Bu uzun tatilde, bizim çocuklar Göynük’e gidelim dediler. Göynük her yönü ile önemli bir ilçemiz…

Yıllar ince Bolu valiliğin düzenlediği bir programa katılan ulusal basından bir muhabir Göynük’ü “ Huzur vadisi” olarak tanımlar ve “gözlerinizi, ruhunuzu dinlendirmek istediğinizde bir hafta sonu rotanızı göynük’e çevirin! Birbiri ile güzellik yarışına giren gölleri ve dünya mirası Safranbolu’ya nispet yapan evleri ile tam bir huzur sığınağı” diyerek, tarih kokan bu şirin ilçemizi okuyucularına tanıtır…

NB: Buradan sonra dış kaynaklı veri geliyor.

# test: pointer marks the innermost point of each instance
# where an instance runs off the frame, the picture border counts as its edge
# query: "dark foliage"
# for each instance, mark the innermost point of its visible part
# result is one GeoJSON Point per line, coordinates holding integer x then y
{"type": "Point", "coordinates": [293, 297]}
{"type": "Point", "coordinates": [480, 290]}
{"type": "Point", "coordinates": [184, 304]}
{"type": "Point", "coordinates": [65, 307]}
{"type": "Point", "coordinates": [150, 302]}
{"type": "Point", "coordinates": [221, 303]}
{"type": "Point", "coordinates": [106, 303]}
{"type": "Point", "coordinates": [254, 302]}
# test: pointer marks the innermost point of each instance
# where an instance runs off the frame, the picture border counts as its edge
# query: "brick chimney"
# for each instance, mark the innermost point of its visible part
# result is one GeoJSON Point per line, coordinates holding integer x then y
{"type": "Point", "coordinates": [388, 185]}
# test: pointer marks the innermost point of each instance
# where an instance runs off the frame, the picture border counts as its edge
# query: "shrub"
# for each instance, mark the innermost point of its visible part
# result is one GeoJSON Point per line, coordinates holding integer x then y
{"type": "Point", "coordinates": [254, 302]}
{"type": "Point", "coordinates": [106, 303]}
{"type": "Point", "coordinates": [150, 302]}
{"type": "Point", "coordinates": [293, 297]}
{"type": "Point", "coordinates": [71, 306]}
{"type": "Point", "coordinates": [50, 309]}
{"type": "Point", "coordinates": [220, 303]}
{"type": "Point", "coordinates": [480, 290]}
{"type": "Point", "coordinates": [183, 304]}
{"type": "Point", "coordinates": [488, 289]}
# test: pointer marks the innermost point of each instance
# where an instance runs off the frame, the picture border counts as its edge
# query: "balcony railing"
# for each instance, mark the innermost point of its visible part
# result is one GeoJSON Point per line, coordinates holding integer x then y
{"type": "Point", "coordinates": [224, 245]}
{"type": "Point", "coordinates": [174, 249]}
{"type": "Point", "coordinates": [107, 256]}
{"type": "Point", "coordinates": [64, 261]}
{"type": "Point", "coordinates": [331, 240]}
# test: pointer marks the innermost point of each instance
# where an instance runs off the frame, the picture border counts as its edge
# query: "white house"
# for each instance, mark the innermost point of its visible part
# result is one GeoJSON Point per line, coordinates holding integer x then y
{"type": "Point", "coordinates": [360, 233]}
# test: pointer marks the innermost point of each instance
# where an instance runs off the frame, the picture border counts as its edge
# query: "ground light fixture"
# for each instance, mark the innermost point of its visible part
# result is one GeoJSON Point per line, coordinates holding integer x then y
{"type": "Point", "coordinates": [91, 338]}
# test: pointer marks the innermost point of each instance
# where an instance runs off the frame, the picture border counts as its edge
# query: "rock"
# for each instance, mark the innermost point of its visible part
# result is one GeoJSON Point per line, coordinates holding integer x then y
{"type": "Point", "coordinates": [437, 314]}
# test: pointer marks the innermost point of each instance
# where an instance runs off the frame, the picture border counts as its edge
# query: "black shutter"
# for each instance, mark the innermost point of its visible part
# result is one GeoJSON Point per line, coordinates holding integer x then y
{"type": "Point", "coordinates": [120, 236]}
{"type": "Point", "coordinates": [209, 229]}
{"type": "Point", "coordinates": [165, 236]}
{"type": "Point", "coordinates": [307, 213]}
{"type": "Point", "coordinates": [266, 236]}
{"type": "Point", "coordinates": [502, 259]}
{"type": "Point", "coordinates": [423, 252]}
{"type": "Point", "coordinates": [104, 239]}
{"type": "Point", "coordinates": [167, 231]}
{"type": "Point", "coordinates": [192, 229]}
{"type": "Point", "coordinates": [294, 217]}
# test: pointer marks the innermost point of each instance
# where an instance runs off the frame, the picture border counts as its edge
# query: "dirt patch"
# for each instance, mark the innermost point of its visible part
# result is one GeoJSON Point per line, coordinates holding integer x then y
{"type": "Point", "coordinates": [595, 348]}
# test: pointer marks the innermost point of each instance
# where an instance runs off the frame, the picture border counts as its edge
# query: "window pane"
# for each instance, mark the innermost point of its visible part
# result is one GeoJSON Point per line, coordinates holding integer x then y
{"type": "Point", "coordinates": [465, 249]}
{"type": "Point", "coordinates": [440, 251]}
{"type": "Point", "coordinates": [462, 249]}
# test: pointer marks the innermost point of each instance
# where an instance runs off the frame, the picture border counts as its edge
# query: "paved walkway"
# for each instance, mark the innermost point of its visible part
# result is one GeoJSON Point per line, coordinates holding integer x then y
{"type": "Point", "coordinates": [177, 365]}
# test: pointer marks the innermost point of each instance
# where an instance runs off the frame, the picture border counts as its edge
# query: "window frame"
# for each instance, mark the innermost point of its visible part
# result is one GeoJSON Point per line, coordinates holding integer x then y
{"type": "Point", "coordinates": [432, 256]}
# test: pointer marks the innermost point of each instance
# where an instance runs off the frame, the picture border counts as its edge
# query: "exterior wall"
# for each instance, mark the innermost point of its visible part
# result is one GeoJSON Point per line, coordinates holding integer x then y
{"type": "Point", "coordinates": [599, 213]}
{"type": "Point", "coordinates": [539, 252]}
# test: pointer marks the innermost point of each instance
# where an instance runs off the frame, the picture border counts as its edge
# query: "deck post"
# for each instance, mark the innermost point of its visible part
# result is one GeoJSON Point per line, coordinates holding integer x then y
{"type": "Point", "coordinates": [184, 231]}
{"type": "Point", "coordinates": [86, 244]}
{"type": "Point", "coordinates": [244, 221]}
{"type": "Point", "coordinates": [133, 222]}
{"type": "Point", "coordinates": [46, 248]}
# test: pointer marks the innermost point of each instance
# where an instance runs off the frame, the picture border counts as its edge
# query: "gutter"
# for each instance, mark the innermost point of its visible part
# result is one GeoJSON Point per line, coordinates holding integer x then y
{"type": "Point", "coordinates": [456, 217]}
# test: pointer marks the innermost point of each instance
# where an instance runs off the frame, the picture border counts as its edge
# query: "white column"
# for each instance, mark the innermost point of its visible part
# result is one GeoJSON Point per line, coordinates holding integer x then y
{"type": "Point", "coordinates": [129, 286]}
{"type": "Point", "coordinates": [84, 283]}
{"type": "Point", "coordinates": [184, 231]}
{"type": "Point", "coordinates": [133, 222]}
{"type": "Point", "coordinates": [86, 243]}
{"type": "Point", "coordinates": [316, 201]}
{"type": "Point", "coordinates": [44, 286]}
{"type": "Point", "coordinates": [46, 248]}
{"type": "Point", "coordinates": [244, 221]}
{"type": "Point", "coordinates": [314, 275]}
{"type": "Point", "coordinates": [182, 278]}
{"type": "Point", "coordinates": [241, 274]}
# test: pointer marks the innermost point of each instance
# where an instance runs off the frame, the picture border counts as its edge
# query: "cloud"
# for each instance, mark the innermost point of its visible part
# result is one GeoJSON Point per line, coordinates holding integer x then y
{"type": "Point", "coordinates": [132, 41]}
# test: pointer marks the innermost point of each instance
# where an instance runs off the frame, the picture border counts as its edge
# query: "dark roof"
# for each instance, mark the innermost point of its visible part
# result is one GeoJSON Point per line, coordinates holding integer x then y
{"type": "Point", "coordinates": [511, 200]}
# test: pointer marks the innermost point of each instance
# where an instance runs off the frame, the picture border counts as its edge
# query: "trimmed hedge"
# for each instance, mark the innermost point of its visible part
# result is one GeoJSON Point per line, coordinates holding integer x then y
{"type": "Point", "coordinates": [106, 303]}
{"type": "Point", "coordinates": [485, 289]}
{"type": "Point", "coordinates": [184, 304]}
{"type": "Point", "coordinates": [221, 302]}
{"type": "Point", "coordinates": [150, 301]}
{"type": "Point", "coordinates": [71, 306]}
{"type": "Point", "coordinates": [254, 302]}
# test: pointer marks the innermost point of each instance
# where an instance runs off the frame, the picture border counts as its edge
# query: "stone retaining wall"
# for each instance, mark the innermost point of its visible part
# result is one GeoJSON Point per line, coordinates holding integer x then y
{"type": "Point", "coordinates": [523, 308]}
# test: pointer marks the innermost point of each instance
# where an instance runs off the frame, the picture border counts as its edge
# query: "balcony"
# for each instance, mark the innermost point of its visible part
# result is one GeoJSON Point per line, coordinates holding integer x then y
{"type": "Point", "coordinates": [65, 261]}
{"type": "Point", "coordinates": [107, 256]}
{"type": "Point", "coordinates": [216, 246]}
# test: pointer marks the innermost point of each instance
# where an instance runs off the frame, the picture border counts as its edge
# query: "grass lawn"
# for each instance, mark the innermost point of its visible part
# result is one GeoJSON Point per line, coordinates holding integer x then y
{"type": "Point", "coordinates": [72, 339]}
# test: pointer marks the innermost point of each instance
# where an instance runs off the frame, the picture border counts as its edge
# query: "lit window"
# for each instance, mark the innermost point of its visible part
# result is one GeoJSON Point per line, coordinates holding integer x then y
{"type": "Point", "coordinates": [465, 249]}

Bizde,  ailecek iki araba ile buram buram tarih kokan ve aynı zamanda İstanbul’un manevi Fatih’i Akşemsettin hz kabrinin bulunduğu şirin ilçemiz Göynük yoluna koyulduk.

Önce Akşemsettln hazretlerini ziyaret…  Ve Süleyman Paşa Camii… Cami bir süre önce yangın geçirmişti. Aslına uygun olarak restore edildi. Ahşap doku camiye bambaşka bir güzellik katıyor ve insana huzur veriyor.

 Ağacın hâkim olduğu bölgemizdeki camiler için ahşap doku motifinin çok önemli görüyorum. Maalesef, son yıllarda inşa edilen birçok camiye baktığımızda, estetikten uzak, zevksiz döşenen çinilerle ruhsuz bir beton yığını haline getiriliyor. Oysa Cami Allah’la baş başa bırakan ve ruhu dinlendiren mekânlardır. Bu vesile ile bu önemli konuya kısaca da olsa değinmiş olduk.

Akşemsettin Hazretlerini ve Cami ve çarşı ziyaretinden sonra daracık ara sokaklardan geçerek, epey yamaçtaki Zafer kulesine çıktık. Zafer kulesi kilitli olduğu için kuleye çıkılmıyor; ama tepeden Göynük’ü seyretmenin, yeşillikler içersindeki tarihi evlerinin ihtişamını görmenin zevkine doyum olmuyor.

Bu ziyaretlerden sonra şirin ilçemizden ayrılıyoruz. Yol üzerinde Çubuk gölüne uğramadan da geçemiyoruz. Bu ara da yol üzerindeki bir alabalık çiftliğine de uğruyoruz.

Netice-i kelam böylesi güzelliklerle dolu bir bayramı daha geride bıraktık. Daha nice bayramlara ulaşmak dileği ile…

Kalın sağılacakla…

Günün sözü:

Seyahat edin sıhhat bulun! Hz Muhammet (s.a.v.)